Oí la dura voz de un militar gritando a pleno
pulmón. Poco a poco abrí los ojos. Era un sábado por la mañana. No sé cuándo se
me ocurrió poner esa alarma.
Me levanté y apagué la alarma rápidamente antes de que Álvaro se despertara. Logré salir a duras penas del cuarto. Mientras salía, comencé a escuchar la orquesta habitual de una mañana de sábado: el piano sonando con melodías repetitivas de mi hermano, practicando para su concierto, gente yendo y viniendo por el pasillo, gritos provenientes de la cocina. Fui a la fuente de las voces donde se encontraban los pequeños Josemi y Dani desayunando y causando alboroto. Me pregunto cómo Álvaro seguía dormido.
Me preparé rápidamente el desayuno, pues tenía una entrevista de trabajo muy importante en dos horas, llevaba un año y 85 días esperando esta oportunidad. Mi desayuno fue interrumpido por los llantos de Dani, con la cara llena de mermelada. Josemi, a modo de broma, le había estampado una tostada. Yo tuve que poner orden y regañar al causante de tal alboroto.
Este problema hizo que no me diera tiempo a desayunar. Me dispuse a irme de la cocina, cuando comencé a escuchar en la otra punta de la casa una música de phonk brasileño. Retumbaban las paredes, cada golpe de bajo hacía vibrar la lámpara del techo. La música se acercaba, sonando cada vez más fuerte, hasta llegar a la cocina. Era Santi con un altavoz sujeto encima de la cabeza, girando como si estuviera en un concierto de Tomorrowland, mientras pregonaba:
—¡Buenos díaaass!
Yo ignoré la situación y, esquivándole, me fui en dirección al baño. Con el tiempo, te acabas acostumbrando a tener siete hermanos.
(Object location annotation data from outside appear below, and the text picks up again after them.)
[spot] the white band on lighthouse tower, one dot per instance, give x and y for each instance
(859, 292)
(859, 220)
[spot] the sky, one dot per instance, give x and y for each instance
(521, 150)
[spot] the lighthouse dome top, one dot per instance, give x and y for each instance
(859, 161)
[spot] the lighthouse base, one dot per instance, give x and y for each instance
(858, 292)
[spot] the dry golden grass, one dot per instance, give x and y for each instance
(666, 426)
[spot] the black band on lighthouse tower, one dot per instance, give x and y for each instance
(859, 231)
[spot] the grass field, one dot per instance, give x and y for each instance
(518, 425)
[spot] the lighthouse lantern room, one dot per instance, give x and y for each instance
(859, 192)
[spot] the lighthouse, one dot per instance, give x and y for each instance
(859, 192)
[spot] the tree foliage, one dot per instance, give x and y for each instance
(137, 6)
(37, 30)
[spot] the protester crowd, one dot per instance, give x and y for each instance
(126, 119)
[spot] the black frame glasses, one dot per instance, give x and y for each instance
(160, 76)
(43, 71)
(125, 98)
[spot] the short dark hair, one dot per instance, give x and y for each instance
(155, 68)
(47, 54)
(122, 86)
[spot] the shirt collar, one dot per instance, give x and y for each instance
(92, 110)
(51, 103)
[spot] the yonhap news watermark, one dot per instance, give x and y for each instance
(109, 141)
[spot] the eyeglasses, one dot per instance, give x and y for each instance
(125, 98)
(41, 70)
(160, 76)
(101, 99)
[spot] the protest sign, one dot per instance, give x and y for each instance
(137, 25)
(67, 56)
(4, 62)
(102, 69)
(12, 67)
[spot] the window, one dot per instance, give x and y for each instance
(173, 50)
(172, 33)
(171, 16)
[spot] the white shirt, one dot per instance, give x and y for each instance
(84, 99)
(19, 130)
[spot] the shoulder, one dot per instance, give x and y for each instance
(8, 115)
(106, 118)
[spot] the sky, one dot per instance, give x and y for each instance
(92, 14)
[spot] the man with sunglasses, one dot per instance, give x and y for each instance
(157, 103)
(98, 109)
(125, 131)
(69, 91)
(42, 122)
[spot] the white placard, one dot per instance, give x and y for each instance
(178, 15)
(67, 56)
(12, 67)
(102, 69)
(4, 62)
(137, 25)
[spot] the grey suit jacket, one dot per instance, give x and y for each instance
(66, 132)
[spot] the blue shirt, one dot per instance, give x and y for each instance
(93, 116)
Ya en el baño, me metí en la ducha, abrí el grifo y, para mi sorpresa, no salía agua. No era la primera vez que me pasaba. Resignado, me vestí con lo primero que vi en mi cuarto. Al salir de mi habitación, mi madre me pidió con urgencia que recogiera la caca que el gato había dejado en el suelo del pasillo. Ella no tenía cara de dejar pasar ninguna excusa, por lo que me movilicé rápido. Miré el reloj: me quedaba solo una hora para llegar a la entrevista.
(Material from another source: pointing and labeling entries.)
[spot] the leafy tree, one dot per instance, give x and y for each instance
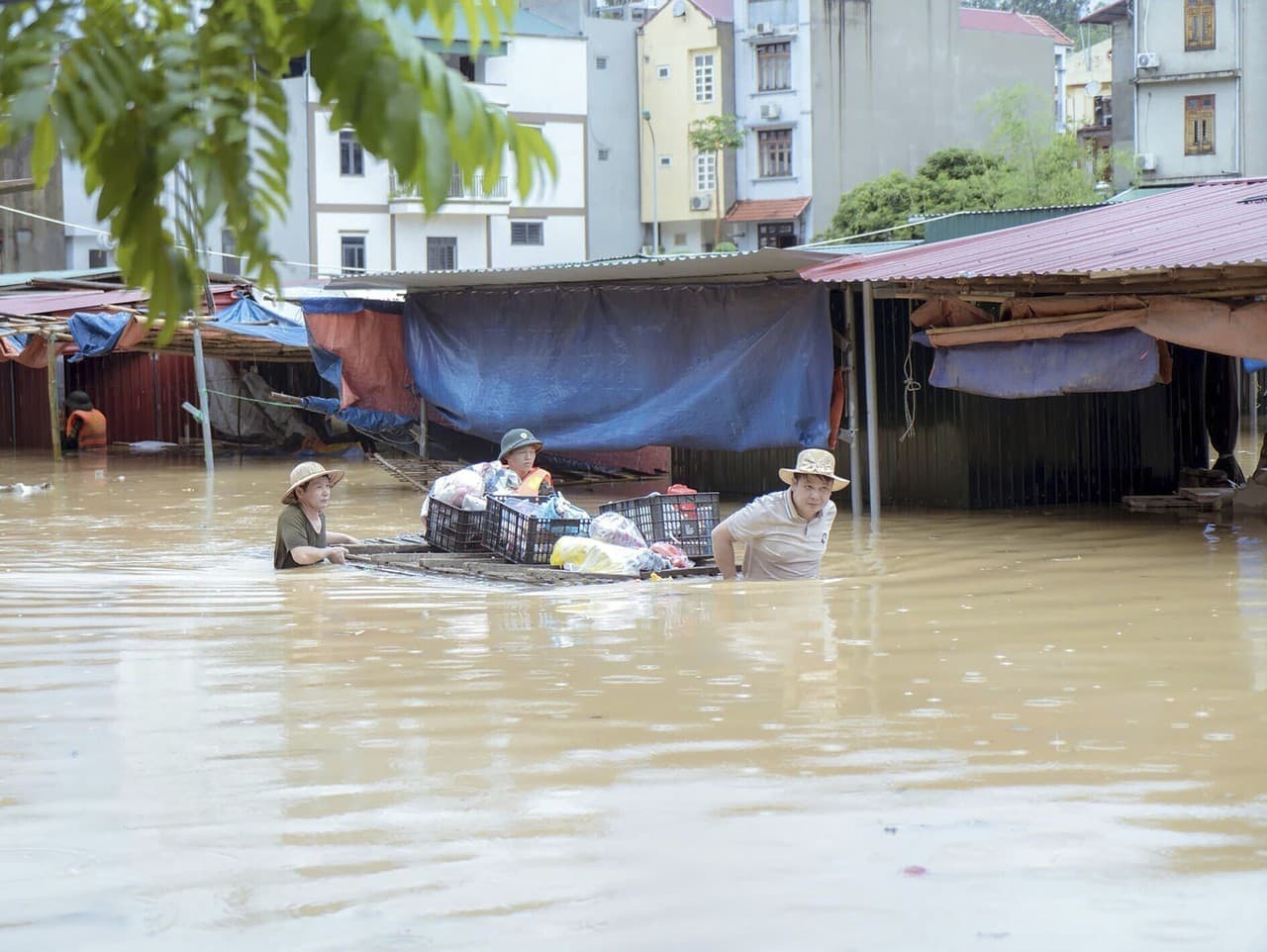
(715, 135)
(141, 93)
(1027, 164)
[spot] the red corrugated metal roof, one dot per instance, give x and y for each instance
(768, 209)
(1009, 22)
(1046, 30)
(1213, 225)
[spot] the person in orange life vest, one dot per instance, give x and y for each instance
(520, 451)
(85, 427)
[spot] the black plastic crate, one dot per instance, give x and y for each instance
(526, 538)
(452, 529)
(687, 520)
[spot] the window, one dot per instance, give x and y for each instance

Cogí mis armas, que consistían en una bolsa de plástico y mucho valor, y me dispuse a acercarme a la caca cuando vi que algo se movía a mi derecha. Parecía que una nueva batalla se me presentaba.
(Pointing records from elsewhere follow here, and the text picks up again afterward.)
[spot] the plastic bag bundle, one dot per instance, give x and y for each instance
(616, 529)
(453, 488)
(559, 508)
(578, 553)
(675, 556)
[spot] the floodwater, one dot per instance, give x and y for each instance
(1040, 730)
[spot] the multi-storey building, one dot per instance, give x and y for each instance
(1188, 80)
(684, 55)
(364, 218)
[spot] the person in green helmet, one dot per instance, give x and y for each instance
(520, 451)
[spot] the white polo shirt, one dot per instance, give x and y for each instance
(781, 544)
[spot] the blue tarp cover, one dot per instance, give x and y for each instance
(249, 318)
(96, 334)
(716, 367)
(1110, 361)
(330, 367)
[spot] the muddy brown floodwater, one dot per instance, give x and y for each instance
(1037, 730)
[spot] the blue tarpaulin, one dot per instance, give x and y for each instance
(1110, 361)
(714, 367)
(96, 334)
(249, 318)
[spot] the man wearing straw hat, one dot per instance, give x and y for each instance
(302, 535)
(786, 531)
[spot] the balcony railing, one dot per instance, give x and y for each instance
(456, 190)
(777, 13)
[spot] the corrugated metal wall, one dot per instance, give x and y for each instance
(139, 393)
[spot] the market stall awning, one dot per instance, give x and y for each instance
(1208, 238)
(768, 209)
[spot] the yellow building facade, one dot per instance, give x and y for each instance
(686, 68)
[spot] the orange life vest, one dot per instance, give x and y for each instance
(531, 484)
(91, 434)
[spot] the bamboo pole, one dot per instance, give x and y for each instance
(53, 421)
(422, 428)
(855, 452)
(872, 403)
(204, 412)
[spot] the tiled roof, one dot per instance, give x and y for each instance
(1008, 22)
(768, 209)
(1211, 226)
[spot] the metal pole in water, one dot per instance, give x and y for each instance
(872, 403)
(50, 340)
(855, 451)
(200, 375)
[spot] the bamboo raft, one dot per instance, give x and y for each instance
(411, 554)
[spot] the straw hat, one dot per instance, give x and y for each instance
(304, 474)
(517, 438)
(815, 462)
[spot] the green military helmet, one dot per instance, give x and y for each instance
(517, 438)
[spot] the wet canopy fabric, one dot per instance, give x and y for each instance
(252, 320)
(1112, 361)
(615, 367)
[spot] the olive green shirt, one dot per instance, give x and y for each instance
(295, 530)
Una cucaracha estaba a mi lado, inmóvil, esperando el momento para salir correteando por toda la casa. Así lo hizo. Como un tigre persiguiendo a su presa, la seguí por toda la casa, mientras se escuchaban los gritos de los que presenciaban la escena. La persecución fue ardua, no dejaba de escaparse. Yo no la perdí de vista hasta que vi la oportunidad: le di el golpe fatal.
Satisfecho, limpié la escena del crimen y cumplí finalmente el encargo de la matrona. Mis hermanas, recién levantadas, me felicitaban por la hazaña, pero yo no les hice mucho caso. Quedaba media hora para la entrevista.
Recorrí el pasillo a toda velocidad hasta la puerta de la calle. Al intentar abrirla, me di cuenta de que se había atascado.
No me quedaba otra que salir por la ventana. Por suerte, vivo en un chalet y solo tuve que saltar un par de metros hacia el suelo.
Cogí mi bici y me fui pedaleando por las bellas calles de Santo Domingo, con sus imponentes chalets y el bosque al lado de la carretera. Aunque, en ese momento, las vistas y la belleza de Santo Domingo eran lo último que me importaba.
Cuando iba por la mitad del camino, noté que me costaba pedalear más de lo normal. Al fijarme, vi la rueda delantera de la bici atravesada por un clavo. Era como si todo el universo se estuviera poniendo en mi contra para que llegara tarde. Era como si la mermelada, las cucarachas, mi gato y el clavo de mi bici se unieran para retrasarme minuto a minuto.
Con dolor del cuerpo y del alma, conseguí arrastrar mi bici para llegar jadeando al centro comercial en un camino que se me hizo eterno. Al fin, entré en la entrevista.
Hubo un denso silencio. Al otro lado me miraba el entrevistador fijamente a través de sus anteojos, solo separados por una gran mesa de madera oscura. Su semblante serio no me daba pistas de lo que estaba pensando. Finalmente habló:
—Llevas quince minutos diciendo por qué has llegado tarde y todavía no me has respondido a mi pregunta.
Yo le respondí perplejo:
—Perdón, señor, ¿qué pregunta me ha hecho?
Tras una breve pausa, él me respondió:
—Le he preguntado si tiene alguna experiencia en cocinar hamburguesas o de servicio al cliente.